When I was grade school I had a teacher, who was in love with history. She told tales of the American Revolution like she’d been there. The stories were so vivid and detailed that secretly my friends and I wondered if she might not be old enough to have witnessed the war between Britain and the thirteen colonies in person. She’d been to many of the historical sites and she’d show us her pictures and say if we ever got a chance we should follow in her footsteps. She said when we went on this pilgrimage we should make a point of visiting the Liberty Bell.
Recently, when I’m probably the same age my grade school teacher was when she regaled us with historical legends and lore, I traveled to the east coast and I got see the Liberty Bell. In tribute to my teacher, I’d like to share a few facts I’ve learned.
1. The Liberty Bell hasn’t tolled for over 150 years.
2. In 1751, colonists ordered the bell from England, intending to use it in the Pennsylvania State House, which is now known as Independence Hall.
3. The bell arrived in August 1752. It weighed 2,080 pounds.
4. Then colonists built a special steeple for the bell.
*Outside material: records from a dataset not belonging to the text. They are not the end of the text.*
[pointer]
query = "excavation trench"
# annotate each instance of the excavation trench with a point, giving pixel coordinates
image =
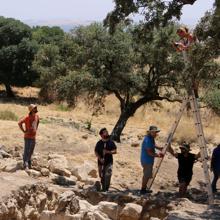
(42, 202)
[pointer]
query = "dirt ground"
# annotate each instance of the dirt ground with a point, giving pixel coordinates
(64, 131)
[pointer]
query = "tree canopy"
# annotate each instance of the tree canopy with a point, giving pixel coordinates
(17, 52)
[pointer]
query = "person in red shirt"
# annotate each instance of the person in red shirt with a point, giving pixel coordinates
(31, 122)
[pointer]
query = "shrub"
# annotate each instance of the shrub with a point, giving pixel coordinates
(212, 99)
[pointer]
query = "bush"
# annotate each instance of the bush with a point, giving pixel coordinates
(8, 115)
(212, 99)
(63, 108)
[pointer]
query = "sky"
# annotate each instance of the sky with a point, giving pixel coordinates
(82, 10)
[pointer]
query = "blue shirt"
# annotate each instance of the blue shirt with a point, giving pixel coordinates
(216, 159)
(148, 143)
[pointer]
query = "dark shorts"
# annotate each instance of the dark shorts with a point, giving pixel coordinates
(147, 170)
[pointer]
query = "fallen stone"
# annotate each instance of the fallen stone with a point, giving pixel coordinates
(62, 180)
(11, 165)
(68, 198)
(131, 212)
(135, 145)
(45, 172)
(59, 165)
(33, 173)
(109, 208)
(4, 154)
(83, 172)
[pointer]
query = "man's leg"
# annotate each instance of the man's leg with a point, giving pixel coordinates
(214, 181)
(108, 175)
(30, 151)
(25, 154)
(182, 189)
(147, 174)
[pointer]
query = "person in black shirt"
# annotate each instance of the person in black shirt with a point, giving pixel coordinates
(185, 169)
(104, 150)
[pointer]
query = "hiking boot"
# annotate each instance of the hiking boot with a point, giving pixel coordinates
(145, 191)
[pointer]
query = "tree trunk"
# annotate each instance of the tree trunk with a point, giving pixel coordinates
(117, 130)
(9, 91)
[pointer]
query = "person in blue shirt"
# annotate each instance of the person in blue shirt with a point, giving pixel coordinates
(215, 167)
(148, 153)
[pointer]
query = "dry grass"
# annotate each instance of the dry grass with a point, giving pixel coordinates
(8, 115)
(163, 117)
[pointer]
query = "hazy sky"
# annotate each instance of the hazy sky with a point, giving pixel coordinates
(81, 10)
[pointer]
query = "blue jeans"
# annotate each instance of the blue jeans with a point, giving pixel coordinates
(29, 145)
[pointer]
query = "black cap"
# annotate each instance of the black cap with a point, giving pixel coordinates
(102, 130)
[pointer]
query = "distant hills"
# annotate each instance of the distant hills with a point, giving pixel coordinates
(65, 24)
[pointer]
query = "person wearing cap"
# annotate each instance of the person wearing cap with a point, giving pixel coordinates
(148, 153)
(31, 122)
(215, 167)
(186, 161)
(104, 150)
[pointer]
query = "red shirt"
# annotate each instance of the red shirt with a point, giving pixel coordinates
(31, 124)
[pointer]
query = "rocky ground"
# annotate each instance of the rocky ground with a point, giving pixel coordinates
(63, 182)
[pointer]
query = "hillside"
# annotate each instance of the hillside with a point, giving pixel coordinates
(63, 131)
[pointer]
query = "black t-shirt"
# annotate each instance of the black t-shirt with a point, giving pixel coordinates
(186, 164)
(107, 145)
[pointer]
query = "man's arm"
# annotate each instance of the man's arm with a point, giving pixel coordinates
(170, 149)
(113, 151)
(212, 161)
(20, 124)
(151, 153)
(197, 156)
(97, 154)
(159, 148)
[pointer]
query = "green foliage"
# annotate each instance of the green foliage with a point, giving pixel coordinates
(63, 108)
(8, 115)
(17, 52)
(47, 35)
(212, 96)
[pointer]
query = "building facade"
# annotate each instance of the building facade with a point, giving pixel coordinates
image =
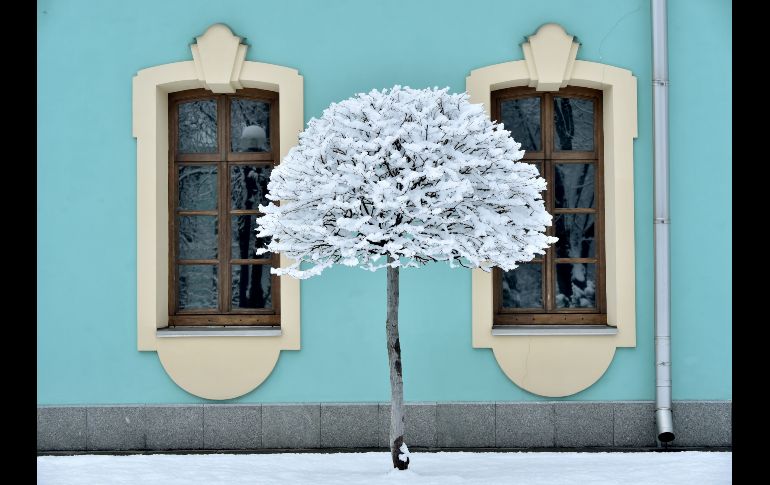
(157, 127)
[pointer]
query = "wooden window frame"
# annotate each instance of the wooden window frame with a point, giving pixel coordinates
(223, 159)
(546, 158)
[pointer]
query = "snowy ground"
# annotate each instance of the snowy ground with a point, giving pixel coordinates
(373, 468)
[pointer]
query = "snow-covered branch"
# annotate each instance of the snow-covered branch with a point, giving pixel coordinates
(418, 175)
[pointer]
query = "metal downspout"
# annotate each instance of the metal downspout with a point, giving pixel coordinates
(663, 416)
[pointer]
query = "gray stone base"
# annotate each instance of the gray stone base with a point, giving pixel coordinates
(445, 425)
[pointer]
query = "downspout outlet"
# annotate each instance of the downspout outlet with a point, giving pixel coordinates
(665, 422)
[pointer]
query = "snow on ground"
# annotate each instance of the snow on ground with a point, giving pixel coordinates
(442, 468)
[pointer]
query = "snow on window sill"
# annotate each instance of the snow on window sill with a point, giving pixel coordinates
(554, 330)
(219, 331)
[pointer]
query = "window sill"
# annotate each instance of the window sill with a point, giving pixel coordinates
(554, 330)
(219, 331)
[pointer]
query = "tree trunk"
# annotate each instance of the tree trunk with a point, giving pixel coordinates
(396, 437)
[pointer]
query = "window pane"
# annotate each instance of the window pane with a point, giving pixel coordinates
(198, 187)
(198, 126)
(523, 287)
(575, 285)
(249, 125)
(251, 286)
(574, 185)
(576, 236)
(248, 185)
(521, 117)
(573, 124)
(244, 240)
(197, 237)
(197, 287)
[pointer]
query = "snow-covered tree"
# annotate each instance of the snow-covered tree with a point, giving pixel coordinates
(400, 178)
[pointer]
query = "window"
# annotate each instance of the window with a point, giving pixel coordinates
(562, 134)
(222, 148)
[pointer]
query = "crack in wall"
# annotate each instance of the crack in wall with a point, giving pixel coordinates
(615, 25)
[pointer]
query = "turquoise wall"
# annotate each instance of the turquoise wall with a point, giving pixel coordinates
(88, 52)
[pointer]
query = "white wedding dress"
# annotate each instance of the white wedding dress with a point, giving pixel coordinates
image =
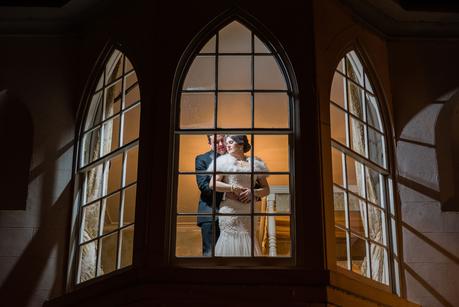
(235, 230)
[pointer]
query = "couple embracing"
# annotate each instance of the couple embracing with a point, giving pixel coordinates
(233, 195)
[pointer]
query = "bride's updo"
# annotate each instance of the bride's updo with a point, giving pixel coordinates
(241, 139)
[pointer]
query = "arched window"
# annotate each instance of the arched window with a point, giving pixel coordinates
(235, 89)
(107, 169)
(362, 186)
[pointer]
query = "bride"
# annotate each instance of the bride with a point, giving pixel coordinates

They planned a special ceremony for the bell’s first tolling on March 10th, 1753, but when they rang the bell it clanked. It was cracked.
5. The colonists’ first idea was to send the bell back to England for repairs, but they couldn’t find a captain willing to sail with the bell immediately.
6. Colonists decided to ask John Pass and John Stow to recast the bell.
7. The two craftsmen added copper to the bell’s mix to make it stronger, but when the bell chimed it sounded terrible because there was too much copper.
8. Pass and Stow melted the bell down again and added tin; however, when the bell rang it still didn’t sound very musical. People weren’t fond of the sound, but the assembly used it anyway to call meetings to order and to chime the hour.
9. Townspeople really didn’t start liking the bell until delegates rang the bell on July 8, 1776 in celebration after the Declaration of Independence was read in the courtyard of the Pennsylvania State House.
10. Because colonists were afraid the bell might fall into the hands of the British they asked Benjamin Flower to hide it.
11. He asked John Jacob, a local farmer, to transport the bell out of Philadelphia.
12. Where was the bell? Colonists hid it in Allentown, Pennsylvania under the floor of the Zion Reformed Church.
13. After the British army march toward New York, colonists retrieved the bell. When the British surrendered at Yorktown, Virginia, on October 24, 1781, the people in the newly independent America rang the bell.
The Liberty Bell has a lot more significance and a lot more history than what I’ve shared today. I’m going to do another post and give you more facts soon, but I want to stop at thirteen and wish you a Merry Christmas.
Thanks for reading my posts and I wish you a safe and blessed holiday.